Wer viel investiert wie Ihre Firma, braucht entweder eine gut gefüllte Kasse oder aber einen starken Investor im Rücken.
Wir als unabhängiger Uhrenproduzent sind komplett eigenfinanziert, wir haben keinen einzigen Franken von einer Bank. Unser Wachstum kommt aus uns selber. Oris ist schlank aufgestellt, wir stemmen mit relativ wenigen Angestellten sehr viel und setzen unsere Mittel fürs Marketing so ein, dass man uns wahrnimmt. Offensichtlich gelingt uns das gut. Wäre Ihnen Oris durchs Jahr hindurch nicht aufgefallen, würden Sie nun nicht hier sitzen und sich für uns interessieren.
Sie betonen die Herkunft Waldenburgertal stark. Andere Firmen haben das weniger getan - und sind weggezogen. Ist das ein Problem für Sie, dass der Wirtschaftsstandort schwächer geworden ist?

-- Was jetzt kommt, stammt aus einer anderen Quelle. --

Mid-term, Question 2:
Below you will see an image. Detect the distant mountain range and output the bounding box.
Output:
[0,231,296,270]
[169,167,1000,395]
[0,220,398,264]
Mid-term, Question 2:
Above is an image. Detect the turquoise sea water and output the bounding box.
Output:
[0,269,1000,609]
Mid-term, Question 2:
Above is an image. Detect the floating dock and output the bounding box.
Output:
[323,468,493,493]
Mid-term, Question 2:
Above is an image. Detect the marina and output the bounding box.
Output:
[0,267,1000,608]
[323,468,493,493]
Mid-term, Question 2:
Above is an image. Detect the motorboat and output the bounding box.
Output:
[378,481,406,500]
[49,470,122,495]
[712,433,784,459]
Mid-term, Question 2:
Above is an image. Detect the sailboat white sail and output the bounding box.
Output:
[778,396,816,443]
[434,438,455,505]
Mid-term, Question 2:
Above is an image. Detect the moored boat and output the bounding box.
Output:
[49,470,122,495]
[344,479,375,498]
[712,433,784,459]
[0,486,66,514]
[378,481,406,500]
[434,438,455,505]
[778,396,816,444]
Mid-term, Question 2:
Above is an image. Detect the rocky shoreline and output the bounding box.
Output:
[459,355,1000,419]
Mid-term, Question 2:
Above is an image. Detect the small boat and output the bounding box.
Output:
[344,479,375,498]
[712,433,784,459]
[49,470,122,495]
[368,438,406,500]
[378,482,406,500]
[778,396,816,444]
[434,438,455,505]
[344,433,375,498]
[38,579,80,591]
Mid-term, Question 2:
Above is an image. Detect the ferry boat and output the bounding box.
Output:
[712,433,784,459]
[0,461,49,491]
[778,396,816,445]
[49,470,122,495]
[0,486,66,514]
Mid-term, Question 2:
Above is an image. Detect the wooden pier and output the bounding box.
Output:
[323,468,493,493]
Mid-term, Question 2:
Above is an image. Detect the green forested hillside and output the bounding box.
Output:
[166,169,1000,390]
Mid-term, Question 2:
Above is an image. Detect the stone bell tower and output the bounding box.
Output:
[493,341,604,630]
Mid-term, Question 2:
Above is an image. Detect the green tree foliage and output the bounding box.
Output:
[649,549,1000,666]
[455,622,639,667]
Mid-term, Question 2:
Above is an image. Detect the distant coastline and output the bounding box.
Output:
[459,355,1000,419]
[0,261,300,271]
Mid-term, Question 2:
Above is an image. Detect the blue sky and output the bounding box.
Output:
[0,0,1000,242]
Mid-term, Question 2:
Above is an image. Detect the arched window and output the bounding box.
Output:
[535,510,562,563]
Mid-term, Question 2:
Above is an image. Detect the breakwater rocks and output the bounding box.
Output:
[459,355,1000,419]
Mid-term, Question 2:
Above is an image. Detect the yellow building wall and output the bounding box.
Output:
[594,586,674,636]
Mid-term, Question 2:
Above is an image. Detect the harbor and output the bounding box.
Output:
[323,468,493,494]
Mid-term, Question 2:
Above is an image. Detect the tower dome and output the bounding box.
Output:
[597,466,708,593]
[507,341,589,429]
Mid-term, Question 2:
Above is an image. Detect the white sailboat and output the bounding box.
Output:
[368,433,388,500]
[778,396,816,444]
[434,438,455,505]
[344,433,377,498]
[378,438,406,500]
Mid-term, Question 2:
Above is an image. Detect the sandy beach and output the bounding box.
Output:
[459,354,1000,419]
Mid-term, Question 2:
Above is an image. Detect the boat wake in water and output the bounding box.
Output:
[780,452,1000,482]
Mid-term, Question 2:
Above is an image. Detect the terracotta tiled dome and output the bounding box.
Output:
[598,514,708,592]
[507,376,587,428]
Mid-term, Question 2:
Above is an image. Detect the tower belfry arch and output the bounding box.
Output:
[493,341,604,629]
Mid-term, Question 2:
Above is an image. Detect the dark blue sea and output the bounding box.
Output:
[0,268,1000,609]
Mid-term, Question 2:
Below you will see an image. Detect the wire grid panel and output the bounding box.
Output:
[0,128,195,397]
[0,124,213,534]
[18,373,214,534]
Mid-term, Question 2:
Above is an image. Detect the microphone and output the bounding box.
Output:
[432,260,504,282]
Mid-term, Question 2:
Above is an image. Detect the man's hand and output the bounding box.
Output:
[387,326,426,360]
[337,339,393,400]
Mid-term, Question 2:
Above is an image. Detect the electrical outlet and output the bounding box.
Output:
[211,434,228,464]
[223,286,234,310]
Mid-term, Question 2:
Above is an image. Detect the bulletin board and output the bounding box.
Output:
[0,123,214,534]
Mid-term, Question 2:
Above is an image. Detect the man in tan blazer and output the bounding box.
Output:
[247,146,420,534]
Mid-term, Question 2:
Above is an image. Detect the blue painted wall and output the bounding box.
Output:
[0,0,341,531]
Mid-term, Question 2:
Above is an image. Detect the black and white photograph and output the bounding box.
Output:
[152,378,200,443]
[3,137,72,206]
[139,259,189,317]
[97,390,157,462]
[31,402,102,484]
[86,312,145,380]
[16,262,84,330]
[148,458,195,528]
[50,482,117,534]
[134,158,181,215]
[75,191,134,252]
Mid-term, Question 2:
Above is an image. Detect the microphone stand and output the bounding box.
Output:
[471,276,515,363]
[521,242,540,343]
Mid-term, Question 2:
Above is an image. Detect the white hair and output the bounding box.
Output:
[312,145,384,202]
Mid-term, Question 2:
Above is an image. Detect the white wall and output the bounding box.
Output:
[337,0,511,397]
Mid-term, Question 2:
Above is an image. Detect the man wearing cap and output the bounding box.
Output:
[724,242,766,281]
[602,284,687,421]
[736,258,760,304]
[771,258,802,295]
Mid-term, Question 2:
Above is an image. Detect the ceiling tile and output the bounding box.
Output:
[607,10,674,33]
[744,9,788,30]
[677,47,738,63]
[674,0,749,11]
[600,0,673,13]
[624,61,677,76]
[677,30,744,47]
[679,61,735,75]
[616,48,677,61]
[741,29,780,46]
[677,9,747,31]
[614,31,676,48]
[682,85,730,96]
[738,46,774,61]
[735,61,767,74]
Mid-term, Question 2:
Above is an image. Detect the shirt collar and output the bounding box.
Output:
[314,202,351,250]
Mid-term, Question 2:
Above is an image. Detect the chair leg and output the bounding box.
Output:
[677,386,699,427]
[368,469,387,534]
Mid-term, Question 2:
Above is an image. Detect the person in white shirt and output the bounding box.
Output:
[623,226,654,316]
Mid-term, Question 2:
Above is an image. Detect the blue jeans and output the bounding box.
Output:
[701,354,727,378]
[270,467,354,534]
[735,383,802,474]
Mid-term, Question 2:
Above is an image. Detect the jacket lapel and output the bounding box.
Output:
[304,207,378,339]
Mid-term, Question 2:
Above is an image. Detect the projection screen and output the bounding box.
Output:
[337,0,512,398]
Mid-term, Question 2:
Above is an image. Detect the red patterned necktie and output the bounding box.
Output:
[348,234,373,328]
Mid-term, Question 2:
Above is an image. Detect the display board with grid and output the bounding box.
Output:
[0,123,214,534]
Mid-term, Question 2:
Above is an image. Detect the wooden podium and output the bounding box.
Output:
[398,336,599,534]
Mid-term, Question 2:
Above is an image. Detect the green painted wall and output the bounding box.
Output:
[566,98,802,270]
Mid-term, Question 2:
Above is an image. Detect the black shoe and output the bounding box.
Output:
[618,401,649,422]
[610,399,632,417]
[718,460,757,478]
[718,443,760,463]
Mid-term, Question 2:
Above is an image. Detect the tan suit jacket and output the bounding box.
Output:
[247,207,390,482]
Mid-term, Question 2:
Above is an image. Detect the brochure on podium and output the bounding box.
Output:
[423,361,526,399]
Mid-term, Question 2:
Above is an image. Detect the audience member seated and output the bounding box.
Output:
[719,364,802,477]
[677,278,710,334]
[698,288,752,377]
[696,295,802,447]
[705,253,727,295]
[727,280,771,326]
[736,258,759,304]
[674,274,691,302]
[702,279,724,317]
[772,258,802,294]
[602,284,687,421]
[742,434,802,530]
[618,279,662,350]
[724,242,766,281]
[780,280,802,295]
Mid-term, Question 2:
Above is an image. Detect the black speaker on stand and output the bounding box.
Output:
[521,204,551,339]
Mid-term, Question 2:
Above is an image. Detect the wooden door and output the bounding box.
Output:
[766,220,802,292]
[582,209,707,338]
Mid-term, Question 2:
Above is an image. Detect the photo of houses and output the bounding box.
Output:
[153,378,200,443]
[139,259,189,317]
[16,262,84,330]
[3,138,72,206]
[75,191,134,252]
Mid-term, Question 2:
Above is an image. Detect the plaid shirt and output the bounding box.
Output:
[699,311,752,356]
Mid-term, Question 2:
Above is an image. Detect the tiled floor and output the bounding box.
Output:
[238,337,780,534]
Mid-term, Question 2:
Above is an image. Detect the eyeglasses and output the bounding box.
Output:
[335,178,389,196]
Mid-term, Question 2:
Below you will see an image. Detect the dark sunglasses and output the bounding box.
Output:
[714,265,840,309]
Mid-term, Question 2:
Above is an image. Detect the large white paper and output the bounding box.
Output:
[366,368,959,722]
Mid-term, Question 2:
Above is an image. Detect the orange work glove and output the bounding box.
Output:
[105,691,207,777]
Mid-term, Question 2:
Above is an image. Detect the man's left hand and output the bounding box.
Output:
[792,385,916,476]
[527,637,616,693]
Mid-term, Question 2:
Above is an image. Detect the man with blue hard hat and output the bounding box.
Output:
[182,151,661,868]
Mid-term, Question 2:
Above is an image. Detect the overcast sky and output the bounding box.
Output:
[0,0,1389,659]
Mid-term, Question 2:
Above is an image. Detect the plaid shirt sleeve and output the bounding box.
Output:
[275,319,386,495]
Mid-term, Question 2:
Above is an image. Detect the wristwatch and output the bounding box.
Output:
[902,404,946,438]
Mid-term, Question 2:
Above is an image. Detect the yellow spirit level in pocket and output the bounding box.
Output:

Wir kommen von hier und bleiben hier, das ist eine Tatsache. Unsere Herkunft gibt uns Charakter und Persönlichkeit – vielleicht sogar noch mehr, wenn das Umfeld nicht ganz einfach ist. Natürlich kommen heute nicht mehr alle Mitarbeiter aus der unmittelbaren Umgebung, doch das ist kein Problem. Wenn man eine Marke von ihren Wurzeln trennt, macht sie das kaputt. Das tun wir nicht. Unsere Seele ist hier.
Höhen und Tiefen
tho. Rolf Studer (47) ist seit dem Jahr 2016 Co-CEO der Hölsteiner Oris. Er stammt aus dem Kanton Luzern und ist «gelernter» Jurist. Bevor er zu Oris wechselte, arbeitete er für Coca-Cola Schweiz.
Oris hat heute rund 150 verschiedene Uhrenmodelle im Angebot. Umsatzzahlen gibt das Haus nicht bekannt, ebenso werden keine Angaben über die verkauften Stückzahlen gemacht. In Hölstein und der Schweiz arbeiten etwas weniger als 100 Angestellte, weltweit sind es gegen 200 Mitarbeiter.
Oris hat Höhen und Tiefen erlebt. Ende der 1960er-Jahre produzierte der Uhrenhersteller aus dem Waldenburgertal mit seinen 800 Mitarbeitern jährlich 1,2 Millionen Exemplare an diversen Standorten und zählte laut «Wikipedia» zu den 10 grössten Uhrenherstellern der Welt. Dann folgte die «Quarzkrise». 1970 wurde Oris verkauft; die Firma beschäftigte anschliessend kaum noch Mitarbeiter und die Aussenstandorte wurden geschlossen. Der damalige Geschäftsführer Rolf Portmann und Marketingleiter Ulrich W. Herzog übernahmen 1982 Reste des Unternehmens im Rahmen eines Management-Buyout. Die Oris AG ist seither einer der ganz wenigen unabhängigen Uhrenhersteller der Schweiz. Produziert werden ausschliesslich mechanische Uhren im mittleren Preissegment.